How to Background and Distribute Unrelated Processes
All compute nodes have more than one core/processor, so even if the job is not explicitly parallel (using OpenMP or MPI), it is still beneficial to be able to launch multiple jobs in a single submit script. This document will briefly explain how to launch multiple processes on a single compute node and across multiple compute nodes using SLURM-supported methods.
Running Many Independent Tasks with SLURM
Many scientific workflows require running the same program many times with different inputs, parameters, or random seeds. These tasks are often independent, meaning they do not need to communicate with each other while running.
For this type of workload, users should generally avoid manually backgrounding processes with & or using ssh to launch tasks on compute nodes. Instead, users should use one of the following SLURM-supported approaches:
- SLURM job arrays
- GNU Parallel inside a SLURM job
srunfor launching serial, multithreaded, or MPI tasks
These methods allow SLURM to manage resources, task placement, accounting, and scheduling more reliably.
When to Use Each Method
Use SLURM Job Arrays When
you have many similar independent jobs, such as:
- Running the same program on many input files
- Running simulations with different parameters
- Processing many datasets independently
- Running one task per array index
Each array task runs as a separate SLURM job task and receives a unique value through:
$SLURM_ARRAY_TASK_ID
Use GNU Parallel When
you have a list of many independent commands and want to run several of them concurrently inside a single SLURM job allocation.
GNU Parallel is useful when:
- You have many short serial jobs
- You want to reduce scheduler overhead
- You want to run multiple commands from a command list
- You want better control over how many tasks run at the same time
SLURM Job Array Examples
Example 1: Serial Job Array
This example runs one serial task per array index.

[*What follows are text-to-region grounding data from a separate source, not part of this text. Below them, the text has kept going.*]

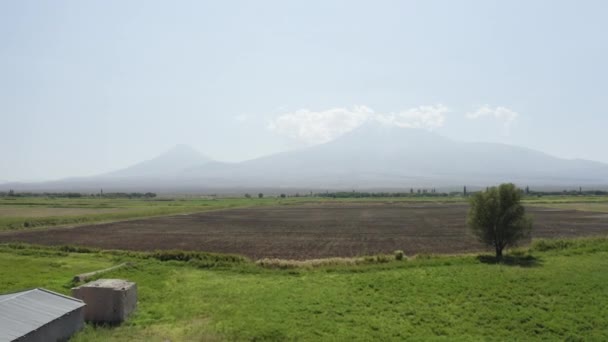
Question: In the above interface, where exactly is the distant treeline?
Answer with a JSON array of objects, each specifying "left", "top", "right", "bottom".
[
  {"left": 314, "top": 188, "right": 608, "bottom": 199},
  {"left": 527, "top": 189, "right": 608, "bottom": 196},
  {"left": 315, "top": 191, "right": 450, "bottom": 198},
  {"left": 0, "top": 190, "right": 157, "bottom": 199},
  {"left": 2, "top": 189, "right": 607, "bottom": 200}
]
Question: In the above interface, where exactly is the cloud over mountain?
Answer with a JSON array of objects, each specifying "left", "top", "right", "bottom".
[
  {"left": 466, "top": 105, "right": 519, "bottom": 134},
  {"left": 268, "top": 104, "right": 449, "bottom": 145}
]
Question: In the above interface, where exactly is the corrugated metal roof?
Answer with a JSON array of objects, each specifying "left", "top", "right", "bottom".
[{"left": 0, "top": 288, "right": 84, "bottom": 341}]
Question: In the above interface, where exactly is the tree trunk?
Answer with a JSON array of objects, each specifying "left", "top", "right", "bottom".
[{"left": 495, "top": 245, "right": 503, "bottom": 261}]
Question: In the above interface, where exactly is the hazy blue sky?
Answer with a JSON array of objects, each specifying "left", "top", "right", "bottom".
[{"left": 2, "top": 0, "right": 607, "bottom": 181}]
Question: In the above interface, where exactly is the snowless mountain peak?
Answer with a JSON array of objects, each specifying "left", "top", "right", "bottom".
[
  {"left": 4, "top": 128, "right": 608, "bottom": 192},
  {"left": 104, "top": 144, "right": 212, "bottom": 178}
]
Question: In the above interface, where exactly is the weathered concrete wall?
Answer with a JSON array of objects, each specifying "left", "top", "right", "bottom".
[
  {"left": 71, "top": 279, "right": 137, "bottom": 324},
  {"left": 19, "top": 307, "right": 84, "bottom": 342}
]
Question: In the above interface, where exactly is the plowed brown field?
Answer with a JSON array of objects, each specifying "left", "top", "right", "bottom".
[{"left": 1, "top": 203, "right": 606, "bottom": 259}]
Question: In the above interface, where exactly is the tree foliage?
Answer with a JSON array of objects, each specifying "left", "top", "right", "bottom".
[
  {"left": 0, "top": 191, "right": 156, "bottom": 198},
  {"left": 467, "top": 183, "right": 532, "bottom": 259}
]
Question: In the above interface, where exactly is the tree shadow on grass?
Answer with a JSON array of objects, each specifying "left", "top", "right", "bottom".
[
  {"left": 476, "top": 253, "right": 543, "bottom": 268},
  {"left": 85, "top": 320, "right": 128, "bottom": 329}
]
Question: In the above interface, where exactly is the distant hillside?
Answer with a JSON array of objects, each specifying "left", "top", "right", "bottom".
[
  {"left": 3, "top": 125, "right": 608, "bottom": 193},
  {"left": 182, "top": 123, "right": 608, "bottom": 189},
  {"left": 103, "top": 144, "right": 212, "bottom": 178}
]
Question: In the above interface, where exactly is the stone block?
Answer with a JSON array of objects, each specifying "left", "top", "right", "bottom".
[{"left": 71, "top": 279, "right": 137, "bottom": 324}]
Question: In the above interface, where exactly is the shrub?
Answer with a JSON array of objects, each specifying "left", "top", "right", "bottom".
[
  {"left": 58, "top": 245, "right": 98, "bottom": 254},
  {"left": 394, "top": 250, "right": 405, "bottom": 261},
  {"left": 149, "top": 250, "right": 247, "bottom": 264}
]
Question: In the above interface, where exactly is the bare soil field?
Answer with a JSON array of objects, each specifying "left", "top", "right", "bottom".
[{"left": 1, "top": 203, "right": 607, "bottom": 259}]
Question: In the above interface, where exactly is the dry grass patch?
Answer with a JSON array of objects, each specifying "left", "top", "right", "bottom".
[{"left": 256, "top": 253, "right": 402, "bottom": 269}]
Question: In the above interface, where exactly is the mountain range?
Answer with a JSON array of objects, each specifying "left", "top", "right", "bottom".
[{"left": 3, "top": 124, "right": 608, "bottom": 193}]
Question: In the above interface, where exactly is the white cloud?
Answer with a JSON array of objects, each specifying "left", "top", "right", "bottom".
[
  {"left": 268, "top": 104, "right": 449, "bottom": 145},
  {"left": 267, "top": 106, "right": 373, "bottom": 145},
  {"left": 465, "top": 105, "right": 519, "bottom": 133},
  {"left": 377, "top": 105, "right": 449, "bottom": 130}
]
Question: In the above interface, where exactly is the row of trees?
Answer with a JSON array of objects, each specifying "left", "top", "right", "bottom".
[
  {"left": 246, "top": 187, "right": 608, "bottom": 199},
  {"left": 0, "top": 191, "right": 156, "bottom": 199},
  {"left": 96, "top": 192, "right": 157, "bottom": 199},
  {"left": 316, "top": 191, "right": 449, "bottom": 198}
]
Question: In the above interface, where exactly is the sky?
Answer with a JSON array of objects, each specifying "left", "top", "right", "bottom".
[{"left": 1, "top": 0, "right": 607, "bottom": 181}]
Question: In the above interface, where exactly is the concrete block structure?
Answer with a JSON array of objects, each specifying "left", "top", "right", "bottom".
[
  {"left": 0, "top": 288, "right": 85, "bottom": 342},
  {"left": 71, "top": 279, "right": 137, "bottom": 324}
]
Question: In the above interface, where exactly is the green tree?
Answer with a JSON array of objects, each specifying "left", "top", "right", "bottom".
[
  {"left": 467, "top": 183, "right": 532, "bottom": 260},
  {"left": 258, "top": 193, "right": 264, "bottom": 198}
]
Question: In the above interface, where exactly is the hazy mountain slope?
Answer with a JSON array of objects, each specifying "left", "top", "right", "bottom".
[
  {"left": 0, "top": 145, "right": 217, "bottom": 192},
  {"left": 3, "top": 125, "right": 608, "bottom": 192},
  {"left": 103, "top": 144, "right": 212, "bottom": 178},
  {"left": 191, "top": 123, "right": 608, "bottom": 188}
]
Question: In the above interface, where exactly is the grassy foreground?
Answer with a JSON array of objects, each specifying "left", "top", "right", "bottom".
[{"left": 1, "top": 238, "right": 607, "bottom": 341}]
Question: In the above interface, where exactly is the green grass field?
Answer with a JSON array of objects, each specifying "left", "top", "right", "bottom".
[
  {"left": 523, "top": 194, "right": 608, "bottom": 213},
  {"left": 0, "top": 197, "right": 285, "bottom": 231},
  {"left": 1, "top": 238, "right": 607, "bottom": 341}
]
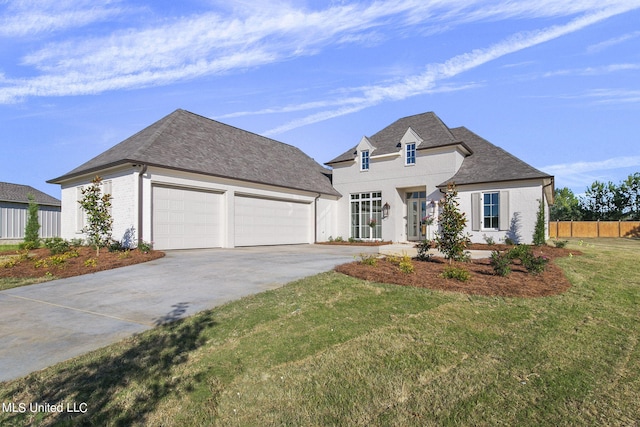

Assume the input files are named:
input_1.dat
input_2.dat
input_3.dat
...
input_100.dat
Create a SLURM script named:
serial_array.slurm
#!/bin/bash
#SBATCH -J serial_array
#SBATCH -A allocation_account
#SBATCH -p partition_name
#SBATCH -a 1-100
#SBATCH -n 1
#SBATCH -c 1
#SBATCH -t 01:00:00
#SBATCH -o logs/serial_%A_%a.out
#SBATCH -e logs/serial_%A_%a.err
# Create output/log directory if it does not exist
mkdir -p logs
# Each array task gets a unique task ID
INPUT_FILE="input_${SLURM_ARRAY_TASK_ID}.dat"
OUTPUT_FILE="output_${SLURM_ARRAY_TASK_ID}.dat"
echo "Running task ID: ${SLURM_ARRAY_TASK_ID}"
echo "Input file: ${INPUT_FILE}"
echo "Output file: ${OUTPUT_FILE}"
./my_serial_program "$INPUT_FILE" "$OUTPUT_FILE"
Submit the job array:
sbatch serial_array.slurm
This submits 100 independent tasks. Each task uses a different value of SLURM_ARRAY_TASK_ID.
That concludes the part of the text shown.